Please note Worcestershire Camera Club special interest groups (Digital Photography, Contemporary, Audio Visual, and Photography Development) are currently running online via Zoom.  Members signed up for notifications from the groups will receive emails with details of the meetings. 

Everyone considered our meeting in October to be something special: well judging by comments received and the buzz in the room, our November session was another cracker!
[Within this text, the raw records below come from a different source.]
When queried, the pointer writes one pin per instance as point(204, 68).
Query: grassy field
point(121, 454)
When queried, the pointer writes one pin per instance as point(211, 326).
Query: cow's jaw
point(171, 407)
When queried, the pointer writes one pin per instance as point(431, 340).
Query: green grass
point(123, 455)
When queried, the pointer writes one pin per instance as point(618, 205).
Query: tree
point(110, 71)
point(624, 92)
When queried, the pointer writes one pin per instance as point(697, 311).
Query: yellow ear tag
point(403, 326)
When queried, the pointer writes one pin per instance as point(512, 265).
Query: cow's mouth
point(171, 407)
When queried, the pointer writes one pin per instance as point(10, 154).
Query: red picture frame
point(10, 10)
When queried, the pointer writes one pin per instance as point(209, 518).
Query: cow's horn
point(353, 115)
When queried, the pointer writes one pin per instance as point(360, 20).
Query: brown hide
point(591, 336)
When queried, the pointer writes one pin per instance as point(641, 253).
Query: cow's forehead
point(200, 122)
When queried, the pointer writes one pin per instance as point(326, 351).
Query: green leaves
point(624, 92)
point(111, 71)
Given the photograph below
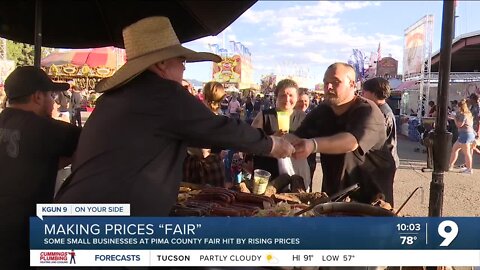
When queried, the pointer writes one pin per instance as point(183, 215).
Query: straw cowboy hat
point(147, 42)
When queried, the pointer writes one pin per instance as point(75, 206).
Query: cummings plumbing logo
point(58, 257)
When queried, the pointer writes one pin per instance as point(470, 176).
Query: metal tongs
point(342, 194)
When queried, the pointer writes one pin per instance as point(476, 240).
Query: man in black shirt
point(133, 146)
point(349, 133)
point(33, 147)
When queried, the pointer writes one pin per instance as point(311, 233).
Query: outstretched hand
point(303, 148)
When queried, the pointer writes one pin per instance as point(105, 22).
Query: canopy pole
point(442, 140)
point(38, 33)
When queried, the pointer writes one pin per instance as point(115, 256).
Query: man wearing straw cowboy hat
point(132, 147)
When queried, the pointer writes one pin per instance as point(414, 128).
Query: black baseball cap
point(24, 81)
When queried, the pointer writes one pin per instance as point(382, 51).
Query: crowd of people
point(151, 129)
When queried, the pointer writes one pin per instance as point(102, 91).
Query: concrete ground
point(461, 192)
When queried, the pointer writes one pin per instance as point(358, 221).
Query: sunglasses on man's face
point(54, 95)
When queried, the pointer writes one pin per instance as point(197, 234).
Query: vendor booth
point(85, 67)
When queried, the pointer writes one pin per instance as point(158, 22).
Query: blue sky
point(307, 36)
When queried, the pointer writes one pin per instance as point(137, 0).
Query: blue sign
point(278, 233)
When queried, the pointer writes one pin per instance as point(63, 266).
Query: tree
point(23, 54)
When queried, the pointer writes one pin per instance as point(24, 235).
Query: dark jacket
point(135, 141)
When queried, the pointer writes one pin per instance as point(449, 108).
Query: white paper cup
point(260, 181)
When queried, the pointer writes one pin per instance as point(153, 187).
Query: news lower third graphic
point(105, 235)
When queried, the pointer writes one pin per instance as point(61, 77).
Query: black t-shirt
point(30, 148)
point(369, 165)
point(133, 146)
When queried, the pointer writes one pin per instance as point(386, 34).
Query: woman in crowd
point(286, 96)
point(205, 166)
point(466, 136)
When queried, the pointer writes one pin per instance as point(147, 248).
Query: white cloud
point(231, 37)
point(318, 58)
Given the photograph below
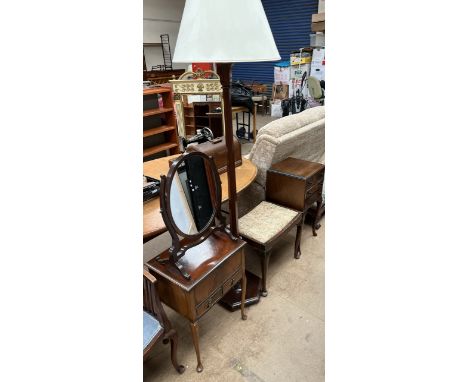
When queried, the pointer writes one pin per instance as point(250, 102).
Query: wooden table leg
point(255, 123)
point(244, 288)
point(265, 260)
point(315, 224)
point(196, 344)
point(297, 244)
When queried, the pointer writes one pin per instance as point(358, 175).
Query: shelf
point(151, 91)
point(159, 148)
point(157, 130)
point(156, 111)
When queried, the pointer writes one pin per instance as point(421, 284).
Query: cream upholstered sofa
point(299, 136)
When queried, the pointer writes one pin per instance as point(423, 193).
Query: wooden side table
point(215, 266)
point(297, 184)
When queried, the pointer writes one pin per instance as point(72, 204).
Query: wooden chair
point(263, 226)
point(156, 325)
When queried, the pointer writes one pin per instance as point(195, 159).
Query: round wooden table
point(153, 223)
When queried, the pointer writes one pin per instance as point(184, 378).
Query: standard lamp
point(225, 32)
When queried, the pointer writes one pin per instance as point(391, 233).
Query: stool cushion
point(151, 327)
point(265, 221)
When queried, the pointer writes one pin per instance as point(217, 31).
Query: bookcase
point(160, 136)
point(203, 114)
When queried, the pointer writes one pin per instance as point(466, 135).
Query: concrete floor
point(283, 336)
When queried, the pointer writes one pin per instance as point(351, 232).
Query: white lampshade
point(224, 31)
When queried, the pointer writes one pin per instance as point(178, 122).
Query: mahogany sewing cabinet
point(215, 266)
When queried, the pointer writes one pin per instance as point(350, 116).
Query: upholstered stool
point(263, 226)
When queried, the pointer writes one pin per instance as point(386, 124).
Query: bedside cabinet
point(297, 184)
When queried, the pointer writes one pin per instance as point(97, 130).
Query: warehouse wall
point(290, 23)
point(159, 17)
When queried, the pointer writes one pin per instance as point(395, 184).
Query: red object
point(204, 66)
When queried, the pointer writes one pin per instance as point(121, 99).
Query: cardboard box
point(297, 71)
point(317, 17)
point(298, 58)
point(281, 72)
point(318, 71)
point(318, 27)
point(295, 84)
point(321, 7)
point(317, 39)
point(318, 56)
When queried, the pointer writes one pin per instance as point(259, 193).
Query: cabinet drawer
point(315, 179)
point(216, 279)
point(209, 302)
point(231, 281)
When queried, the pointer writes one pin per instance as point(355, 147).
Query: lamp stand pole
point(224, 72)
point(232, 300)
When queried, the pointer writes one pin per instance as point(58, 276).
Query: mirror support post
point(224, 72)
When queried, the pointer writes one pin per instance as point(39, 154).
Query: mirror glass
point(192, 195)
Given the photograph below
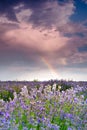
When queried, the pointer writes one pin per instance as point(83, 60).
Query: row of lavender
point(45, 106)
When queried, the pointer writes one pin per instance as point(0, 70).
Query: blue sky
point(43, 39)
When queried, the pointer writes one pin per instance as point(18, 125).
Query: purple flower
point(86, 100)
point(69, 128)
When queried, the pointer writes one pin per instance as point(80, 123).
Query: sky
point(43, 40)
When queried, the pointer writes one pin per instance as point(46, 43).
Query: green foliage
point(64, 87)
point(17, 89)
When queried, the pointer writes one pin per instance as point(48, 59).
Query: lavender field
point(48, 105)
This newsletter can only do modest justice to the sheer enjoyment and deep interest shared during the meeting which included prints, a photo-book, AVs and two very different 'outside sources'.  Here's a very brief summary of the photography we shared:

The recent WCC photo-outing to high and windy Titterstone Clee Hill revealed perceptive seeing, where subjects included the onetime Iron-Age fort, abandoned quarry workings and the futuristic-looking radar installation. Angie Hill, Maddy Pennock and Heather Mann each contributed their visions from the visit.
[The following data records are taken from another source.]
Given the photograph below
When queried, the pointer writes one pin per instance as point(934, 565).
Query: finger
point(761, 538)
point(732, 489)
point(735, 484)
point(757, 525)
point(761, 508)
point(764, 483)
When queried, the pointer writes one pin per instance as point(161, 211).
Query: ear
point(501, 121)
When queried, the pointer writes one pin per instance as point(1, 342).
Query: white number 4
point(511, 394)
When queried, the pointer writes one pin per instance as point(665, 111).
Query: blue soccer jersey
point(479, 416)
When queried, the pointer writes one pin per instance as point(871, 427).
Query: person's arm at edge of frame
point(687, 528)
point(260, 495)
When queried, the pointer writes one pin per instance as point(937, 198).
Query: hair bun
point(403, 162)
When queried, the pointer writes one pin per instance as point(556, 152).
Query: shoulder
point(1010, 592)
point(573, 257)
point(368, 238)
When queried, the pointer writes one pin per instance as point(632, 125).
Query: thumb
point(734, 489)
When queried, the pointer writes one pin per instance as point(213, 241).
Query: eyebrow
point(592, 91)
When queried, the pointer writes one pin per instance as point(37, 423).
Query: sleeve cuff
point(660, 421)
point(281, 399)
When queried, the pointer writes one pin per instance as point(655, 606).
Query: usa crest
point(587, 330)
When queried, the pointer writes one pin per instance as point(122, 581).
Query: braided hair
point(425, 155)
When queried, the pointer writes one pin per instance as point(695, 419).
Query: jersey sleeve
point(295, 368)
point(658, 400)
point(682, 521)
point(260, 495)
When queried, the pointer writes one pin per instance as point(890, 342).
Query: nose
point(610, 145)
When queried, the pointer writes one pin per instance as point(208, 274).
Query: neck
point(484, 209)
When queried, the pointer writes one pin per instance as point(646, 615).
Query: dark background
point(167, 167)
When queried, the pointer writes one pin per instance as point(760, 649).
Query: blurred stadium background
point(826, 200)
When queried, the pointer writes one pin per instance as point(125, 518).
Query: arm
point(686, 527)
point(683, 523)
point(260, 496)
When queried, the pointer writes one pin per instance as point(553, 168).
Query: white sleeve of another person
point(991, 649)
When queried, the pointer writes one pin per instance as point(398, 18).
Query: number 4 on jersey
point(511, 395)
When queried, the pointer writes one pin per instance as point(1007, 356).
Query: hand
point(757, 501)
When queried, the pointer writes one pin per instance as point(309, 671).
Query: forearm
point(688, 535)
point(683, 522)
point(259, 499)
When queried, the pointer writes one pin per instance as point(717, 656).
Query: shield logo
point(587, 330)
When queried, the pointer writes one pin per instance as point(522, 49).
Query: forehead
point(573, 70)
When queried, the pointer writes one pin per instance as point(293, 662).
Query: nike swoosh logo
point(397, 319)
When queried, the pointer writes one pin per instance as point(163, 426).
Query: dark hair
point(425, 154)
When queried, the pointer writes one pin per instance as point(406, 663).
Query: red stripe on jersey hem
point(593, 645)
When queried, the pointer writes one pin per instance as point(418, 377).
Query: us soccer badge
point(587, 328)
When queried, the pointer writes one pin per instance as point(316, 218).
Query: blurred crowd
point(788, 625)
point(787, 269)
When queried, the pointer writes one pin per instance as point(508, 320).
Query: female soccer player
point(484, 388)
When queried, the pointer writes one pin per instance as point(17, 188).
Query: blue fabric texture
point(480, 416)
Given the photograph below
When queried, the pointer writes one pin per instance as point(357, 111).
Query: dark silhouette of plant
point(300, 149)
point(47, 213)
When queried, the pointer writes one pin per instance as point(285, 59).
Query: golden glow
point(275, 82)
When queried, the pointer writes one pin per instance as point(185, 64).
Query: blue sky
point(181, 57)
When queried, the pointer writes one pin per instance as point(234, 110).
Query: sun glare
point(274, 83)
Examples of street photography were contributed by Alex Isaacs, Bob Oakley and Maddy PennockPeter Young's eclectic mix maintained the objective of a focal-point of 'something blue' within the otherwise black & white images. Nigel Reader took us on an adventure into 'skiagraphy' -  the art of photographing shadows, whilst Barrie Glover swept us to Scotland for a look at some indigenous birdlife.
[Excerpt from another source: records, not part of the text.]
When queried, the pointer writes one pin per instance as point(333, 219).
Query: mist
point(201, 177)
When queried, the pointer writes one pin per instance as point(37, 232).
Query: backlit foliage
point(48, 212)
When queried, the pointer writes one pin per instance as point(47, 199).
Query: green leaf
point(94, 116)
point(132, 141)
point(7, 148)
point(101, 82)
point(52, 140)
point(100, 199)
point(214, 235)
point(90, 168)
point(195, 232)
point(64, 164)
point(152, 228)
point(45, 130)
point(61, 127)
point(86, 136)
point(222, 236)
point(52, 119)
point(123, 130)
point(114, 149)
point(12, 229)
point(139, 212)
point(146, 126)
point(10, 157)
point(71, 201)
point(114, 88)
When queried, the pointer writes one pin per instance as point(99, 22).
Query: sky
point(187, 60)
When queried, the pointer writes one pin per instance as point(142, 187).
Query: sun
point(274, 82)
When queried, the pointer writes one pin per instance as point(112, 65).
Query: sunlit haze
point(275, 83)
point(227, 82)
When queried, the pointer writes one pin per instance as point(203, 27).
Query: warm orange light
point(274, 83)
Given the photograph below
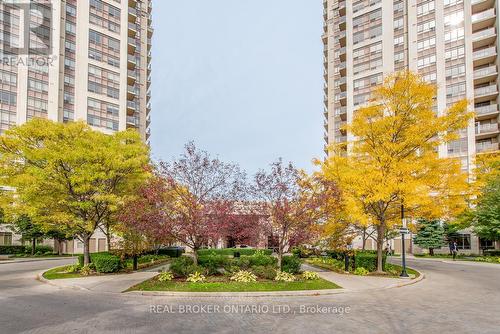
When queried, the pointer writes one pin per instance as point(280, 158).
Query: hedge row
point(231, 251)
point(368, 260)
point(104, 262)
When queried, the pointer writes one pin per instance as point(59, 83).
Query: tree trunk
point(33, 246)
point(135, 262)
point(86, 250)
point(195, 256)
point(380, 246)
point(108, 237)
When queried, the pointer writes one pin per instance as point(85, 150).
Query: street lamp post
point(403, 251)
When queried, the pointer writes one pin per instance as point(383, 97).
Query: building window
point(5, 238)
point(463, 241)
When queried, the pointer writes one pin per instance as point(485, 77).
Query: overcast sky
point(242, 79)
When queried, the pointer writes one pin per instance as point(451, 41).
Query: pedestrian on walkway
point(454, 249)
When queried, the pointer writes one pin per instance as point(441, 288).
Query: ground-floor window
point(487, 244)
point(5, 238)
point(463, 241)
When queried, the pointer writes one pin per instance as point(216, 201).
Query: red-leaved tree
point(191, 200)
point(297, 204)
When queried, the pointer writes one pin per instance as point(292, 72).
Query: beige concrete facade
point(99, 70)
point(452, 43)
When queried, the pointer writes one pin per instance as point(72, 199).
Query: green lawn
point(224, 285)
point(60, 273)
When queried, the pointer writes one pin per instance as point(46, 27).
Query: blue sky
point(242, 79)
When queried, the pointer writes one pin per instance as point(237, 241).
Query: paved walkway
point(473, 290)
point(356, 283)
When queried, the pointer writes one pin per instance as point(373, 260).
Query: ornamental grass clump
point(244, 276)
point(284, 277)
point(165, 276)
point(310, 275)
point(196, 277)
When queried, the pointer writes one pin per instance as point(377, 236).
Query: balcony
point(343, 83)
point(483, 19)
point(132, 15)
point(483, 37)
point(131, 106)
point(481, 5)
point(482, 147)
point(484, 56)
point(132, 45)
point(342, 7)
point(131, 62)
point(132, 121)
point(342, 23)
point(485, 93)
point(486, 130)
point(132, 30)
point(486, 111)
point(132, 92)
point(131, 77)
point(342, 38)
point(485, 74)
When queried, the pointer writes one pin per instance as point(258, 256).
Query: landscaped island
point(227, 270)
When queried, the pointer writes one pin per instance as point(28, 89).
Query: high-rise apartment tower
point(452, 43)
point(69, 60)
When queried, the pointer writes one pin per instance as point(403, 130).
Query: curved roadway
point(459, 297)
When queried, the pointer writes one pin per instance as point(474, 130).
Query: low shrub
point(180, 266)
point(231, 251)
point(165, 276)
point(265, 272)
point(11, 250)
point(368, 260)
point(170, 251)
point(106, 263)
point(361, 271)
point(259, 258)
point(86, 270)
point(196, 277)
point(291, 264)
point(242, 262)
point(80, 257)
point(310, 275)
point(492, 252)
point(213, 262)
point(282, 276)
point(73, 268)
point(244, 276)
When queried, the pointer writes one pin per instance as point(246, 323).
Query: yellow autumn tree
point(393, 160)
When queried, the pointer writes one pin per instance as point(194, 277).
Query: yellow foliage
point(394, 160)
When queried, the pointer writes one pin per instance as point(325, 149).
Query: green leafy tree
point(29, 231)
point(69, 177)
point(430, 235)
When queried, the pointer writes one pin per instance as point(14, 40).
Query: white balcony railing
point(485, 71)
point(490, 13)
point(483, 34)
point(485, 53)
point(484, 110)
point(486, 128)
point(485, 90)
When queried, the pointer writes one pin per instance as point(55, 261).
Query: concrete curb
point(37, 260)
point(54, 282)
point(256, 294)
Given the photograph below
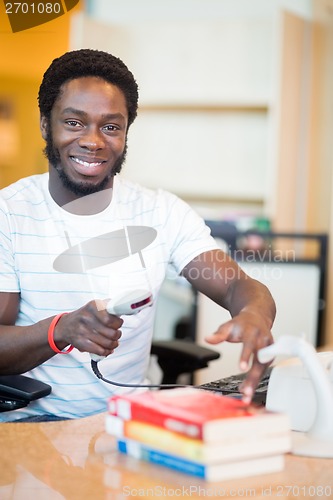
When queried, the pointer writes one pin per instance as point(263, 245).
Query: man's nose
point(92, 138)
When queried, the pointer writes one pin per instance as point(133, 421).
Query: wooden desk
point(78, 460)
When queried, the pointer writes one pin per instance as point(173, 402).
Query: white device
point(291, 390)
point(317, 369)
point(127, 304)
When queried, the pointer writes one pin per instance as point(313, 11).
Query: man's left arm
point(249, 302)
Stewart Bourne's 'Curiosities' illustrated the baffling objects one discovers when simply observing the world around us. A related theme was explored by Tessa Mills with her series about German signage.  A seasonal theme was contributed by Clive Haynes in his 'Falling Towards Autumn' set.  Impressionistic post minimal sculptures were rendered by John Hoath's intriguing use of multiple reflections in layers of stacked glass.  

Bob Oakley's examples of organised chaos allowed a neat segue into the amazing realm of bureaucracy in India as presented by Ole Witt, one of our two 'outside sources',


Ole Witt.  'Help Desk. Random Acts of Administration'  

Based upon something an acquaintance once told him - “In India, every 40 kilometres everything changes: the food, the language, the mentality. The only constant are the conditions in the governmental offices.” 

Link: 'Help Desk. Random Acts of Administration' 

Our other 'outside source' was very different photography by Eric Bourret whose images represent the experience of motion when walking through a landscape. His pictures are best viewed at a large scale.


Eric Bourret.  Link: 'The Walking Photographer'  

Four members presented AVs. Mark Waidson went in search of Avalon in his atmospheric and exquisitely photographed AV.  Ruth Bourne's 'Spirit of Place' represented Tewkesbury Abbey through artefacts and an interpretation of light. Paul Mann showed us around the colourfully quirky interior of The Public, a building, which only enjoyed a short life as a home for art projects in West Bromwich.  A set of pictures from the WCC outing to Diglis Island formed the basis of Barrie Glover's sequence.  Additionally, Heather Mann showed an imaginative multiple-exposure image of the splendid old crane at the same location.

Alex Isaacs new photo-book 'The Way I See Things', an eclectic series of pictures illustrating his individualistic view of the life, was on show for everyone to enjoy.


Clive presented his 'mini-installation' of 20 prints, each set within a shallow tray to recreate the experience of 'Subterranean Bath'. These photos showed the small courtyards at basement level and the variety of uses they are put to in this fine Georgian city.


Tessa contributed an insightful quote from Max Pinckers in which he wrote

'Maybe we should start looking at images not as representations of reality but as little arguments.   Every image is a small argument, made by someone, that poses a question - rather than tries to prove something'.


Above: Tessa reviews a set of prints by Judy Knights in a short advice session.